GWANGJU – The South African swimming team produced their fourth-best performance at the long course World Championships, having finished the event with a haul of one gold, one silver and two bronze medals.

That’s two more medals than the last World Championships in 2017 and saw them finishing 11th on the medal table ahead of Germany and Brazil.

The best was left for last, with 21-year-old Zane Waddell picking up the gold in the 50m backstroke in the final session of the competition on Sunday.

While Waddell’s performance was a bit of a surprise, much was expected of Tatjana Schoenmaker and Chad le Clos heading into the championships and they duly delivered.

Zane Waddell of South Africa reacts after winning the men's 50m backstroke. Photo: Reuters/Evgenia Novozhenina
Zane Waddell of South Africa reacts after winning the men's 50m backstroke. Photo: Reuters/Evgenia Novozhenina 

And while Schoenmaker made history in becoming South Africa’s first-ever female medallist at the event, Le Clos did not manage to defend his 200m butterfly title but instead settled for bronze – along with another bronze in the 100m event. 

Having revealed ahead of the event that he was suffering from a groin hernia, the 2012 Olympic champion was pleased to have simply reached the podium and promised big things for next year’s Olympic Games.

As for the rest of the 18-strong team, only Schoenmaker’s training partner, Kaylene Corbett, managed to get further than the heats – lining up with the eventual silver medallist in the 200m breaststroke final. The remainder of the team all fell at the first hurdle, which was of some concern to national coach Graham Hill.

“Chad and Tatjana bringing in the medals for us is what we were expecting from the two of them, and Zane at the end there was a bonus. Then Kaylene stepping up and making the final of the 200m breaststroke was a great result for us,” he said.

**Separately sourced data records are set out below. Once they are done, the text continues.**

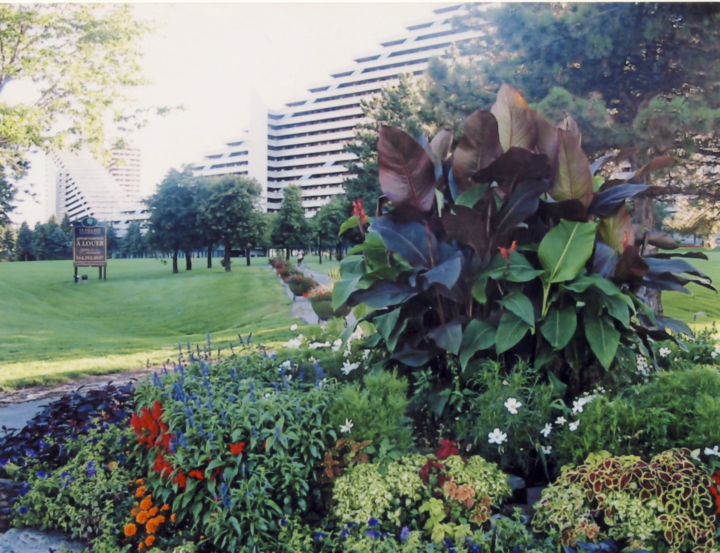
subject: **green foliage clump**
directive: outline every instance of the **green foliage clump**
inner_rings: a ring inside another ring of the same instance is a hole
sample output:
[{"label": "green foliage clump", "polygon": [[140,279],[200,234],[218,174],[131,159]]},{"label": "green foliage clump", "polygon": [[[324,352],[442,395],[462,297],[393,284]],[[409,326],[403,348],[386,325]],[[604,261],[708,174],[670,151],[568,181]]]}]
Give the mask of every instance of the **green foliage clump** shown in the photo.
[{"label": "green foliage clump", "polygon": [[634,549],[709,552],[716,529],[712,482],[690,454],[671,449],[648,464],[604,451],[563,467],[536,504],[534,529],[559,531],[564,545],[610,537]]},{"label": "green foliage clump", "polygon": [[[552,420],[559,391],[523,362],[506,373],[492,361],[477,364],[474,369],[467,385],[457,387],[451,395],[446,423],[459,441],[472,444],[474,452],[497,463],[503,470],[532,472],[539,447],[546,441],[540,431]],[[516,413],[505,406],[513,397],[522,404]],[[453,420],[454,415],[457,421]],[[488,441],[495,428],[507,434],[502,444]]]},{"label": "green foliage clump", "polygon": [[346,419],[352,421],[347,435],[356,441],[370,440],[376,446],[385,441],[394,449],[407,451],[412,443],[409,405],[405,379],[390,372],[374,372],[365,374],[361,384],[338,388],[328,417],[336,430]]},{"label": "green foliage clump", "polygon": [[603,449],[648,458],[671,448],[707,447],[720,443],[720,372],[693,367],[660,372],[614,397],[596,397],[577,416],[580,431],[554,436],[561,463]]},{"label": "green foliage clump", "polygon": [[[507,477],[480,456],[466,461],[459,455],[451,455],[438,464],[424,455],[410,455],[387,466],[364,463],[348,469],[335,481],[333,496],[336,503],[333,513],[343,523],[361,523],[375,518],[381,528],[391,531],[411,521],[418,525],[425,521],[426,529],[433,534],[436,527],[444,536],[446,531],[452,534],[461,526],[463,529],[459,531],[467,534],[470,531],[467,526],[469,516],[463,519],[463,524],[454,523],[456,517],[452,516],[449,508],[455,503],[452,493],[444,491],[439,479],[433,476],[427,483],[423,481],[422,473],[433,465],[442,471],[444,482],[451,482],[454,489],[464,487],[469,492],[466,494],[472,498],[467,505],[469,513],[475,505],[482,503],[483,507],[487,504],[489,508],[511,495]],[[444,500],[433,497],[438,495],[444,495]],[[451,520],[446,521],[449,514]]]},{"label": "green foliage clump", "polygon": [[27,475],[12,507],[12,523],[117,547],[132,503],[134,467],[124,455],[129,437],[120,427],[78,436],[68,446],[70,460],[66,464]]},{"label": "green foliage clump", "polygon": [[[372,517],[400,527],[426,495],[418,476],[427,461],[408,455],[388,463],[356,464],[337,478],[333,487],[333,512],[343,522],[364,523]],[[383,474],[384,472],[384,474]]]},{"label": "green foliage clump", "polygon": [[274,552],[284,516],[325,508],[312,484],[336,438],[325,416],[334,386],[280,364],[249,355],[138,387],[146,407],[132,422],[148,490],[216,550]]}]

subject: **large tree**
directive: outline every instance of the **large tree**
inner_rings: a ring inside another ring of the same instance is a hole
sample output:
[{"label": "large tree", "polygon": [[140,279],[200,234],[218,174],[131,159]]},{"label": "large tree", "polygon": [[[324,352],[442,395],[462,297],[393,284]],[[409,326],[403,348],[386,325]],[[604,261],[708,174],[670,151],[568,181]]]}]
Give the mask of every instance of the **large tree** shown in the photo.
[{"label": "large tree", "polygon": [[[347,197],[343,194],[333,196],[329,203],[320,207],[310,221],[312,229],[318,234],[320,245],[325,243],[335,246],[336,255],[341,256],[343,237],[340,235],[340,228],[352,215],[352,207]],[[322,251],[319,252],[322,255]]]},{"label": "large tree", "polygon": [[25,221],[23,221],[17,231],[15,256],[21,261],[27,261],[30,260],[34,253],[32,251],[32,230]]},{"label": "large tree", "polygon": [[[0,173],[22,174],[30,148],[87,144],[100,156],[108,116],[121,134],[138,122],[128,91],[143,82],[139,39],[148,27],[130,7],[3,4],[0,22]],[[2,92],[16,80],[37,94],[11,105]],[[14,192],[0,178],[0,220]]]},{"label": "large tree", "polygon": [[285,250],[285,258],[290,258],[292,248],[307,248],[310,240],[310,227],[302,209],[300,187],[286,186],[282,203],[272,221],[270,239],[273,246]]},{"label": "large tree", "polygon": [[217,237],[225,246],[223,265],[230,271],[233,246],[245,251],[250,265],[250,250],[261,240],[263,217],[258,211],[260,185],[253,179],[226,175],[211,182],[203,202],[200,220],[208,235]]},{"label": "large tree", "polygon": [[[189,168],[171,169],[157,192],[145,203],[150,207],[148,240],[156,248],[169,251],[173,273],[178,271],[178,253],[192,251],[197,242],[199,206],[195,201],[196,178]],[[186,253],[186,264],[187,254]]]}]

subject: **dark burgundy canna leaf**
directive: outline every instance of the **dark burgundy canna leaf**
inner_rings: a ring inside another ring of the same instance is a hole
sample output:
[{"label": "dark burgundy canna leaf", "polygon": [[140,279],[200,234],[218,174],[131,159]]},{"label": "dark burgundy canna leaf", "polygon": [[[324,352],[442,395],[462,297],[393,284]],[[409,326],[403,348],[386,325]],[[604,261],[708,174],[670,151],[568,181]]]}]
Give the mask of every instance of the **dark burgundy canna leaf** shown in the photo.
[{"label": "dark burgundy canna leaf", "polygon": [[478,109],[465,120],[464,135],[453,154],[452,177],[460,193],[474,186],[470,179],[503,153],[498,121],[490,112]]},{"label": "dark burgundy canna leaf", "polygon": [[544,153],[533,153],[523,148],[513,147],[477,173],[476,182],[497,182],[505,193],[523,181],[549,179],[550,164]]},{"label": "dark burgundy canna leaf", "polygon": [[498,120],[500,143],[504,151],[513,146],[535,147],[537,129],[528,102],[517,90],[503,83],[490,113]]},{"label": "dark burgundy canna leaf", "polygon": [[593,199],[593,174],[577,139],[569,130],[558,130],[560,143],[557,171],[550,196],[558,202],[579,199],[586,207]]},{"label": "dark burgundy canna leaf", "polygon": [[380,188],[394,206],[427,212],[435,202],[435,167],[424,148],[400,129],[382,125],[377,142]]},{"label": "dark burgundy canna leaf", "polygon": [[598,217],[608,217],[618,205],[633,196],[644,192],[647,184],[621,184],[593,197],[588,211]]},{"label": "dark burgundy canna leaf", "polygon": [[441,220],[448,238],[469,246],[479,258],[485,255],[490,237],[487,219],[480,212],[464,205],[454,205],[451,212],[444,212]]}]

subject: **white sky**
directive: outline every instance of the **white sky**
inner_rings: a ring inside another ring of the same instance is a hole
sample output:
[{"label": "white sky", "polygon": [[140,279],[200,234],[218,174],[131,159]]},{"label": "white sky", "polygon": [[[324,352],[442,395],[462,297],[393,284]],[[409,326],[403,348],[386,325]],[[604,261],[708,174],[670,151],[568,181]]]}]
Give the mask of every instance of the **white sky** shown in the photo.
[{"label": "white sky", "polygon": [[[354,58],[377,52],[381,41],[402,35],[432,9],[456,3],[133,4],[139,18],[157,25],[144,40],[143,67],[153,84],[138,91],[139,107],[185,108],[153,117],[130,138],[143,150],[145,192],[151,193],[170,168],[199,161],[242,132],[251,86],[269,107],[279,108]],[[13,215],[31,225],[38,218],[47,218],[44,209],[29,201]]]}]

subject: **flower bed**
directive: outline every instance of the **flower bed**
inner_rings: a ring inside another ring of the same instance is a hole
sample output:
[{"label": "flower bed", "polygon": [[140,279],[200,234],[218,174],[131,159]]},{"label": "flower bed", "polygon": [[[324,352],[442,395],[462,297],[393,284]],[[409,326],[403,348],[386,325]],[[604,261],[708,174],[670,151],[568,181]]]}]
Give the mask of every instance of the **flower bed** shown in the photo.
[{"label": "flower bed", "polygon": [[[14,523],[70,532],[99,553],[714,547],[717,446],[663,452],[647,443],[644,451],[656,450],[644,462],[620,445],[616,453],[626,457],[590,455],[562,469],[531,526],[513,512],[522,493],[513,495],[498,468],[537,483],[539,464],[552,480],[566,443],[582,454],[575,439],[595,435],[586,428],[594,410],[607,408],[611,396],[645,401],[644,394],[662,394],[663,378],[673,374],[692,382],[699,369],[684,366],[683,356],[699,349],[671,349],[675,371],[639,379],[626,396],[598,390],[570,405],[526,367],[503,374],[488,365],[437,418],[414,405],[426,393],[421,382],[372,370],[384,359],[365,347],[372,336],[356,331],[343,340],[330,327],[307,327],[276,354],[178,364],[124,396],[133,405],[130,418],[91,418],[70,436],[61,423],[57,436],[43,431],[48,446],[64,444],[64,457],[20,452],[0,460],[24,481],[11,508]],[[698,385],[720,386],[716,369],[702,370]],[[687,403],[670,407],[688,415]],[[704,416],[696,411],[690,415]],[[460,413],[468,416],[454,414]],[[428,445],[418,416],[435,418],[455,439],[418,452]],[[689,447],[697,439],[662,445]]]}]

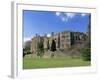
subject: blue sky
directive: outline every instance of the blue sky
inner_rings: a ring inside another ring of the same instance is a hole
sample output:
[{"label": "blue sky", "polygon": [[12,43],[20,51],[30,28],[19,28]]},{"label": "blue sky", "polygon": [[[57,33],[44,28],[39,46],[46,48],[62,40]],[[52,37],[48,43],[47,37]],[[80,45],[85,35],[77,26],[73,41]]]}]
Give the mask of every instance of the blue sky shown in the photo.
[{"label": "blue sky", "polygon": [[44,35],[65,30],[86,32],[89,15],[87,13],[24,10],[24,39],[30,39],[35,34]]}]

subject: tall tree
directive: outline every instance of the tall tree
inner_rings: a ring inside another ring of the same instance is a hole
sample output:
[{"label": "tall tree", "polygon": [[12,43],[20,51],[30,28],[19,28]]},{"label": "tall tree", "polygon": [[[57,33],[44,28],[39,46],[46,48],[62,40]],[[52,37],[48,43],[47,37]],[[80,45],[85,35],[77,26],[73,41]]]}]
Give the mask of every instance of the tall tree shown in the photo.
[{"label": "tall tree", "polygon": [[44,55],[44,45],[43,41],[37,43],[37,56],[42,57]]},{"label": "tall tree", "polygon": [[55,42],[55,40],[53,39],[52,40],[52,43],[51,43],[51,51],[56,51],[56,42]]},{"label": "tall tree", "polygon": [[49,40],[48,40],[48,42],[47,42],[47,49],[48,49],[48,50],[50,49]]}]

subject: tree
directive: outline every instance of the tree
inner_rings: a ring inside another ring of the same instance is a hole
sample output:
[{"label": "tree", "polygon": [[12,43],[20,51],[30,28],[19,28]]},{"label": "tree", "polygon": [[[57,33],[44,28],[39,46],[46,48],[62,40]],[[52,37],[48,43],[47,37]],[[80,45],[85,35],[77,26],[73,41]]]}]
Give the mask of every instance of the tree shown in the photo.
[{"label": "tree", "polygon": [[42,57],[44,55],[43,41],[37,43],[37,56]]},{"label": "tree", "polygon": [[[51,44],[51,51],[55,52],[56,51],[56,42],[55,40],[52,40],[52,44]],[[51,57],[54,57],[54,53],[51,54]]]},{"label": "tree", "polygon": [[48,40],[48,42],[47,42],[47,49],[48,49],[48,50],[50,49],[49,40]]},{"label": "tree", "polygon": [[27,54],[31,54],[30,52],[30,46],[31,46],[31,41],[26,41],[24,43],[24,48],[23,48],[23,57]]},{"label": "tree", "polygon": [[84,61],[91,61],[91,50],[85,47],[81,50],[81,57]]},{"label": "tree", "polygon": [[54,39],[52,40],[51,51],[53,51],[53,52],[56,51],[56,42]]}]

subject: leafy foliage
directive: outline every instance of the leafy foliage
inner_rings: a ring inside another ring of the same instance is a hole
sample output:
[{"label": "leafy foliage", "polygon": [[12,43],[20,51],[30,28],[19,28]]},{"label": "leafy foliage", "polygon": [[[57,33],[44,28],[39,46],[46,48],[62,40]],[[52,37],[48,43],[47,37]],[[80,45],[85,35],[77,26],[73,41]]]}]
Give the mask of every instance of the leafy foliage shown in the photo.
[{"label": "leafy foliage", "polygon": [[84,61],[91,61],[91,51],[90,48],[83,48],[81,50],[81,57]]},{"label": "leafy foliage", "polygon": [[52,44],[51,44],[51,51],[56,51],[56,42],[55,40],[52,40]]},{"label": "leafy foliage", "polygon": [[43,41],[37,43],[37,56],[42,57],[44,55]]}]

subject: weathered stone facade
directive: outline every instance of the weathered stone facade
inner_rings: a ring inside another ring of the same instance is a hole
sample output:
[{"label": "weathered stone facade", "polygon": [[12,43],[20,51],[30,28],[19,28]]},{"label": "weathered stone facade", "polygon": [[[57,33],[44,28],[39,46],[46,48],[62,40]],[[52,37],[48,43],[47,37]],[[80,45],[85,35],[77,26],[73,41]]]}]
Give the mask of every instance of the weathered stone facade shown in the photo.
[{"label": "weathered stone facade", "polygon": [[71,32],[71,31],[63,31],[60,33],[51,33],[50,37],[39,36],[36,35],[32,38],[31,43],[31,52],[35,52],[37,50],[37,43],[40,40],[43,40],[44,48],[47,48],[47,44],[49,42],[49,46],[51,46],[52,39],[56,42],[56,48],[59,49],[68,49],[76,44],[84,44],[86,41],[86,34],[82,32]]}]

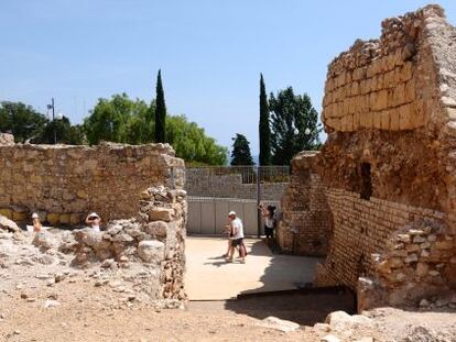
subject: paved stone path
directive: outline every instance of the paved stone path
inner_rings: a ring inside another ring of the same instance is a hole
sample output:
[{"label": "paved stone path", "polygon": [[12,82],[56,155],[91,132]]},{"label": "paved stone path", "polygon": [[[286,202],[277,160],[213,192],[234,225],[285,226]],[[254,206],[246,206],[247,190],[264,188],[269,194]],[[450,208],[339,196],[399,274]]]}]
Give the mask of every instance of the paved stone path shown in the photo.
[{"label": "paved stone path", "polygon": [[314,279],[316,263],[322,261],[272,254],[261,240],[248,239],[246,264],[236,258],[227,263],[221,256],[227,245],[226,239],[187,238],[185,287],[191,300],[224,300],[241,293],[294,289]]}]

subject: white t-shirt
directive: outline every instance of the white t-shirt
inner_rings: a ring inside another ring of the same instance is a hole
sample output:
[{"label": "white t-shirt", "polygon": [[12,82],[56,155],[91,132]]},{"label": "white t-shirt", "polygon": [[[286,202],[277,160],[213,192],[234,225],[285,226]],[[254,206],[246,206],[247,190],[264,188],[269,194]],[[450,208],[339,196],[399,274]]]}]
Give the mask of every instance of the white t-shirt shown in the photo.
[{"label": "white t-shirt", "polygon": [[231,221],[232,231],[236,231],[236,234],[232,236],[232,239],[242,239],[243,238],[243,225],[242,221],[239,218],[236,218]]}]

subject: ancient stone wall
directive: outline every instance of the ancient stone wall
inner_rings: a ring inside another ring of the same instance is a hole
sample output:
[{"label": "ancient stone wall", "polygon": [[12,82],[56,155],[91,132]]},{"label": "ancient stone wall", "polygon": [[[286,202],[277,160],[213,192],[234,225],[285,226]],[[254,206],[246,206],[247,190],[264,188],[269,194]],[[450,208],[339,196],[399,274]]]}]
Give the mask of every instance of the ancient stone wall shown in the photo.
[{"label": "ancient stone wall", "polygon": [[24,221],[80,224],[90,211],[105,222],[138,212],[150,186],[183,187],[184,162],[169,145],[0,146],[0,213]]},{"label": "ancient stone wall", "polygon": [[324,186],[314,169],[317,152],[302,152],[292,161],[292,175],[282,198],[276,239],[282,251],[300,255],[326,255],[332,213]]},{"label": "ancient stone wall", "polygon": [[428,5],[328,67],[316,167],[334,217],[317,284],[360,308],[455,289],[456,29]]},{"label": "ancient stone wall", "polygon": [[[455,242],[446,214],[359,194],[327,191],[334,238],[317,283],[358,287],[359,277],[379,277],[389,305],[420,301],[456,285]],[[341,229],[343,228],[343,229]]]},{"label": "ancient stone wall", "polygon": [[[257,184],[253,170],[242,181],[241,174],[216,174],[210,167],[187,168],[185,188],[188,196],[257,199]],[[286,178],[286,177],[285,177]],[[280,200],[286,183],[261,184],[261,199]]]}]

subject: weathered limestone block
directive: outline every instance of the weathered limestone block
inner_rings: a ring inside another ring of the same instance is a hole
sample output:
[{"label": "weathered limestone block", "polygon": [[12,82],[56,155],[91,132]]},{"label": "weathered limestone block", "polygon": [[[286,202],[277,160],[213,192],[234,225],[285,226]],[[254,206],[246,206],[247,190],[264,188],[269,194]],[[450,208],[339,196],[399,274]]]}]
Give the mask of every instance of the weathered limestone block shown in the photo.
[{"label": "weathered limestone block", "polygon": [[164,244],[156,240],[141,241],[138,255],[146,263],[161,263],[164,260]]},{"label": "weathered limestone block", "polygon": [[0,133],[0,145],[12,146],[14,145],[14,135],[9,133]]},{"label": "weathered limestone block", "polygon": [[21,230],[14,221],[8,219],[2,214],[0,214],[0,229],[10,232],[19,232]]},{"label": "weathered limestone block", "polygon": [[149,219],[151,221],[165,221],[170,222],[173,218],[174,209],[172,208],[152,208],[149,211]]}]

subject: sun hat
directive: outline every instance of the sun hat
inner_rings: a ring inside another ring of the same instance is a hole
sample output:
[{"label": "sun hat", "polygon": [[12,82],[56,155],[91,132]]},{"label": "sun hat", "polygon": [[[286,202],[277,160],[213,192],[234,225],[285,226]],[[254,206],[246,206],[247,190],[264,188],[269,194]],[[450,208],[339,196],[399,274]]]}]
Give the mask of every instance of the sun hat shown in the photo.
[{"label": "sun hat", "polygon": [[97,219],[99,219],[100,217],[96,212],[90,212],[90,214],[88,216],[88,218],[97,218]]}]

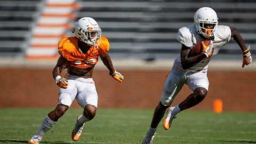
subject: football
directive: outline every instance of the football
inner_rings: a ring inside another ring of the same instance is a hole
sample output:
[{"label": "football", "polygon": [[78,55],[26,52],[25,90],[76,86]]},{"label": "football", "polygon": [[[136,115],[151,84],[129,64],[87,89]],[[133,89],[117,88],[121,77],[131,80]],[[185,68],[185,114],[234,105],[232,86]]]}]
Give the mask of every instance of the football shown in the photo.
[{"label": "football", "polygon": [[[194,46],[194,47],[192,48],[192,49],[190,51],[190,57],[197,55],[202,53],[202,50],[203,49],[203,46],[202,45],[202,41],[199,42],[196,45],[195,45],[195,46]],[[204,43],[205,45],[209,45],[211,43],[211,41],[205,40],[204,41]]]}]

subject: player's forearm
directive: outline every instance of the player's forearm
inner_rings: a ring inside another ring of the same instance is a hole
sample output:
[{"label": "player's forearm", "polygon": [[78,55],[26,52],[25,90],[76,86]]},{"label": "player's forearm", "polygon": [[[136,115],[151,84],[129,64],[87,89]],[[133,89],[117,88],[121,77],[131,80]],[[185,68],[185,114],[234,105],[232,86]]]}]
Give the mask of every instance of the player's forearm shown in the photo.
[{"label": "player's forearm", "polygon": [[239,46],[241,48],[242,51],[244,51],[247,50],[247,47],[245,45],[244,39],[240,35],[237,29],[234,27],[230,28],[231,30],[231,36],[236,42],[239,45]]},{"label": "player's forearm", "polygon": [[113,64],[112,63],[112,61],[109,55],[107,53],[103,55],[101,55],[100,58],[104,65],[105,65],[109,70],[109,74],[114,74],[115,73],[115,69],[114,68]]}]

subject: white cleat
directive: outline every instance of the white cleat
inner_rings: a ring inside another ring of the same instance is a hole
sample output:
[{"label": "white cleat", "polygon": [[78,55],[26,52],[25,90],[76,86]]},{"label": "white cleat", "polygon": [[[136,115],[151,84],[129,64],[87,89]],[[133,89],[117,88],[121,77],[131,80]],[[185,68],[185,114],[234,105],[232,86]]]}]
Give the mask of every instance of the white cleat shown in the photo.
[{"label": "white cleat", "polygon": [[30,144],[39,144],[41,141],[41,138],[40,138],[37,135],[34,135],[31,138],[31,139],[28,141],[28,143]]},{"label": "white cleat", "polygon": [[142,144],[152,144],[154,138],[156,136],[156,133],[149,133],[148,132],[146,135]]},{"label": "white cleat", "polygon": [[176,115],[177,113],[173,112],[174,107],[169,107],[166,110],[166,117],[164,118],[163,121],[163,125],[164,126],[164,129],[167,130],[170,129],[171,125],[172,124],[172,120],[176,118]]},{"label": "white cleat", "polygon": [[72,133],[71,134],[72,140],[74,141],[78,140],[79,137],[81,136],[82,133],[83,132],[83,129],[84,128],[84,123],[82,126],[79,126],[78,124],[78,122],[77,121],[78,118],[80,118],[81,116],[82,115],[77,117],[76,124],[75,125],[75,127],[74,127],[74,129],[72,131]]}]

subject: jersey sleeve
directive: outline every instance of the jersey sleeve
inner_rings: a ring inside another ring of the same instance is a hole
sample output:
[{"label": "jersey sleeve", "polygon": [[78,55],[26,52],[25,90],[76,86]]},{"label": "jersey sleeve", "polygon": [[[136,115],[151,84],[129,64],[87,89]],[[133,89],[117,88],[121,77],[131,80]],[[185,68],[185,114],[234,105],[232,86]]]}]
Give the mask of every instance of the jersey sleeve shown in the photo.
[{"label": "jersey sleeve", "polygon": [[179,29],[176,36],[176,39],[188,47],[192,48],[193,43],[191,41],[191,34],[187,27],[182,27]]},{"label": "jersey sleeve", "polygon": [[221,39],[225,39],[228,42],[231,39],[231,30],[229,26],[220,25],[218,26],[216,34]]},{"label": "jersey sleeve", "polygon": [[109,43],[106,37],[101,36],[101,39],[98,49],[99,54],[100,55],[104,54],[109,50]]},{"label": "jersey sleeve", "polygon": [[70,39],[68,38],[64,38],[59,42],[58,51],[61,56],[69,60],[70,57],[70,53],[75,49],[75,46],[70,42]]}]

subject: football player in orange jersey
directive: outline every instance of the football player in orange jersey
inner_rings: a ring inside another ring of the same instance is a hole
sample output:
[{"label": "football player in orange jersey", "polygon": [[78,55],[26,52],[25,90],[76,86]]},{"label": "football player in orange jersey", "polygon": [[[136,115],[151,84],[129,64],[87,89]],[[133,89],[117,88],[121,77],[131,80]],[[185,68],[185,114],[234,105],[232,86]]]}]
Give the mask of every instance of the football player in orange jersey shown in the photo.
[{"label": "football player in orange jersey", "polygon": [[[165,111],[166,115],[163,125],[164,129],[169,130],[179,113],[195,106],[205,98],[209,85],[207,77],[208,63],[212,55],[216,55],[232,37],[243,52],[242,67],[252,62],[249,48],[246,47],[238,30],[234,27],[218,25],[217,14],[212,9],[199,9],[195,13],[194,22],[194,25],[179,29],[177,39],[181,44],[180,56],[174,60],[172,70],[165,79],[160,102],[155,109],[151,125],[142,144],[152,143],[157,127]],[[203,43],[202,53],[190,57],[193,46],[205,40],[211,41],[211,44],[206,46]],[[180,103],[170,107],[185,84],[193,93]]]},{"label": "football player in orange jersey", "polygon": [[[123,82],[124,77],[115,70],[108,54],[108,41],[101,35],[97,22],[91,18],[82,18],[76,23],[74,33],[76,36],[63,38],[59,43],[60,56],[52,71],[53,78],[60,87],[58,105],[45,116],[41,127],[28,143],[39,143],[75,98],[84,109],[83,114],[77,117],[71,134],[74,141],[78,140],[84,123],[94,117],[97,110],[98,94],[92,77],[99,56],[109,69],[109,75]],[[60,73],[65,68],[67,68],[68,73],[64,78]]]}]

“In general, a few of the other swimmers were a little bit disappointing. No excuses there, swimming below par and not firing and getting the results we wanted so we’ll have to regroup."

Gold medallist Zane Waddell of South Africa celebrates victory in South Korea. Photo: Reuters/Antonio Bronic
Gold medallist Zane Waddell of South Africa celebrates victory in South Korea. Photo: Reuters/Antonio Bronic

“Those going to Morocco for the African Games in two and a half weeks’ time will have to step up again and try and perform a whole lot better than they’ve performed here and we’ll have to wait and see. 

"We have time before Tokyo and we’ll see if they can step up moving forward,” added Hill.